If the code uses #if defined(symbol) or #if symbol == xx or #ifdef(symbol) then there is a contract between you and the compiler vendor (based on the C language standard) that the compiler/preprocessor/linker combination will completely ignore lines that are within a block that where the condition isn't fulfilled.
So you can write:
#define SKIP_DEBUG #if !defined(SKIP_DEBUG) here I can have whatever random text I want (that doesn't look like some important preprocessor directive like #else, #endif, ... and the compiler will totally ignore if this is valid C or not. It will be stripped away before the C compiler starts to figure out what code you have. #endif
But you will get errors if you write:
int skip_debug = 1; if (!skip_debug) { I want the compiler to ignore this. But the compiler will scream blue murder because this is random text within the C source code. }
Ok. So what about "correct" code, but you want to save space.
int charlie(int a,int b) { int skip_debug = 1; if (!skip_debug) { printf("I'm in debug mode now. So lots of nice extra printouts.\n"); printf("I'm in function charlie() and time of day is '%s'.\n",my_time_of_day(tmpbuf)); } return a+b; }
The compiler will process every single line as C code. Any syntax error will be caught. The compiler can see that skip_debug is always non-zero. The compiler can know that the print() statements can never be activated. The compiler _may_ decide to not generate any code for that block and compile your source as if you had:
int charlie(int a,int b) { return a+b; }
I say _may_. There is no "must". The language standard allows the compiler to figure out that the if block can never be activated, and that the expression "skip_debug" don't have any side effect.

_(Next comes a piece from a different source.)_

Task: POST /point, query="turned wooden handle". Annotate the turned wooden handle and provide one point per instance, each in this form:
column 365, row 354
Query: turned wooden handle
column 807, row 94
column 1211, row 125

But there are no contract between you and the language standard that guarantees the optimization. There _may_ be a contract between you and the language standard that the compiler should optimize away the code.
So try same thing agan, but we move the variable include_debug outside the function.
int skip_debug = 1; int charlie(int a,int b) { if (!skip_debug) { printf("I'm in debug mode now. So lots of nice extra printouts.\n"); printf("I'm in function charlie() and time of day is '%s'.\n",my_time_of_day(tmpbuf)); } return a+b; }
Now, the life is way harder for the compiler. include_debug is a global variable, and the above code isn't enough to prove if any other code within the full program may modify the value of skip_debug to zero.
So unless the compiler/linker have very advanced code for performing full (cross)module optimization, it must include the code even if _you_ know the the variable is always zero and the code should never be run.
So then we have the mixed case.
#define skip_debug 1; int charlie(int a,int b) { if (!skip_debug) { printf("I'm in debug mode now. So lots of nice extra printouts.\n"); printf("I'm in function charlie() and time of day is '%s'.\n",my_time_of_day(tmpbuf)); } return a+b; }
This gets processed as:
int charlie(int a,int b) { if (!1) { printf("I'm in debug mode now. So lots of nice extra printouts.\n"); printf("I'm in function charlie() and time of day is '%s'.\n",my_time_of_day(tmpbuf)); } return a+b; }
Now, it is easier again for the compiler to notice the impossible-to-reach code block. So the compiler is free to (i.e. _may_) not generate any processor instructions for the unproductive source code statements. But the compiler isn't required to save code space by throwing away the block.
So you really should use the preprocessor fully (setting the symbol that selects include/skip, and that checks this symbol) to reduce the code size. Only then will you have a valid contract guaranteeing removal of the unwanted code.
If you do not use the preprocessor, but still see the code size shrink, that will be caused by the _may_ rule. The compiler _may_ be smart enough, and the code _may_ be simple enough, that the compiler can deduce that it can throw away code. Some compilers are marvels at analyzing code. Some are rather stupid. But the marvel and the stupid compiler will honor the intentions of the #if constructs.
That makes sense. Sounds like, whether my code needs it or not using the optimization I'm using, it's in my best interest to add the #if statements to ensure I'm not relying on "MAY" conditions to occur.
At least now I understand what's happening and why. Thanks, guys!